We can go into a bit more detail on that. We have considerable sympathy with the point that you are making. Indeed, we put a paper to our Minister recently asking him to give us the remit to look at simplifying the system along the lines you have suggested. We are conscious that, for example, many Assembly Members expressed concern about the overt complexity of the financial approval system that the Assembly inherited. It is overly convoluted, and work is under way in Whitehall, in which the Treasury has engaged in what it calls a “clear line of sight” agenda to simplify the whole reporting process to Westminster. We, as officials, see logic in looking to simplify the process in Northern Ireland and make it more transparent along the lines that you have suggested.

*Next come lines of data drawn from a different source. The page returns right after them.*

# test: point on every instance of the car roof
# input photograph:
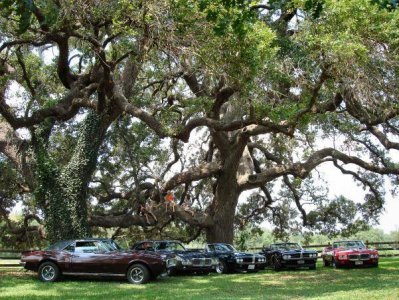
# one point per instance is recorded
(285, 243)
(341, 241)
(152, 241)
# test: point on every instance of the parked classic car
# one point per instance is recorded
(183, 260)
(92, 257)
(289, 255)
(349, 254)
(230, 260)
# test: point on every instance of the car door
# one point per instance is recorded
(89, 257)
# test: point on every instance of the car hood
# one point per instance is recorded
(295, 251)
(185, 254)
(355, 251)
(239, 254)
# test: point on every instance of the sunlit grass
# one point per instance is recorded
(324, 283)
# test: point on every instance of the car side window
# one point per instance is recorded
(70, 248)
(218, 248)
(145, 246)
(86, 247)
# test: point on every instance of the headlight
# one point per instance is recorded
(171, 262)
(186, 262)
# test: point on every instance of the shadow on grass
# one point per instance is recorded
(323, 283)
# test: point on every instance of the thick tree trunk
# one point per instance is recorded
(63, 192)
(223, 210)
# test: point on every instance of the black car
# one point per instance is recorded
(179, 259)
(289, 255)
(230, 260)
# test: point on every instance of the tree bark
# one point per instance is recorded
(223, 210)
(62, 193)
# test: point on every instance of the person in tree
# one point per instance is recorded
(170, 201)
(146, 211)
(187, 205)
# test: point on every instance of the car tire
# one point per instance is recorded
(326, 263)
(222, 267)
(48, 272)
(138, 274)
(171, 272)
(276, 264)
(203, 273)
(335, 264)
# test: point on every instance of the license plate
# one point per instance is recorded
(300, 262)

We welcome engagement with the Committee. This may be an issue for another day. However, we have heard Assembly Members make comments on the Main Estimates and the lack of transparency and alignment between the Main Estimates and the Budget. The Minister and the DFP officials have signed up to this as being something that we would like to improve. However, that is in the hands of the Assembly. The issue is what MLAs want to see in the documents and what level of detail they want. That is something that we should take forward together in the future.
The Minister is sympathetic towards the issue.
If we bounce the matter back to the Assembly, it will spend its time during the next term practising the old routine. I want the Department and the Minister to bring forward proposals that will map out next year’s negotiations, after the election, on the Programme for Government, including the budgetary process. That will give us a new footing and have done with all the convolution and confusion.
We are with you on that.
We are signed up to that.
We should press that argument, yet again, with the Minister.
OK. That is all. Thank you very much.